Cognitive control and semantic thought variability across sleep and wakefulness. (2025). Philosophy and the Mind Sciences, 6. https://doi.org/10.33735/phimisci.2025.10307

Abstract

The flow of thought is persistent, and at times merciless. Mental content is generated throughout the day and into the night, moving forward predictably at times but surprisingly at others. Understanding what influences the trajectory of thought—how thoughts continuously unfold over time—has important implications for the diagnosis and treatment of thought disorders like schizophrenia and recurrent nightmares. Here, we examine whether cognitive control restricts moment-to-moment content shifts across sleep and wakefulness, thus acting as a fundamental constraint on thought variability. Thought variability was measured as the semantic incoherence between sequential thought phrases and was applied to independent datasets of dreaming and waking reports.
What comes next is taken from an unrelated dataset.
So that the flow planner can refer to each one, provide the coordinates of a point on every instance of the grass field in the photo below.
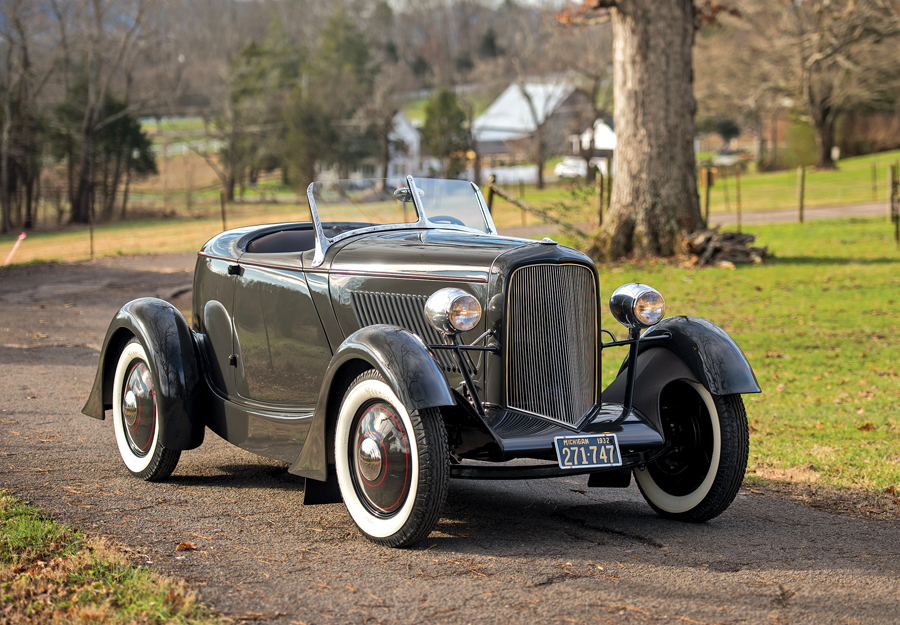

Our results show that within both sleeping and waking reports, conditions typically marked by higher levels of cognitive control were associated with decreased thought variability (i.e., semantic incoherence). During wakefulness, on-task conditions were associated with reduced levels of thought variability compared to off-task conditions, and thought variability was greater when thoughts wandered around more freely. During sleep, lucid dreams, marked by higher levels of cognitive control, were associated with reduced levels of thought variability compared to non-lucid dreams. Together, these results suggest that cognitive control may limit thought variability across the 24-hour cycle of thought generation. Such findings are consistent with the Dynamic Framework of Thought, where mental states are expected to vary on a continuum of deliberate constraints, with lower cognitive control leading to a categorical cluster of spontaneous thought processes that includes both mind-wandering during wakefulness and non-lucid dreams during sleep. This observation has broad implications for models of cognition, specifically highlighting the continuity of cognitive processes throughout the circadian cycle and the importance of considering varying levels of thought constraint in both waking and dreaming states.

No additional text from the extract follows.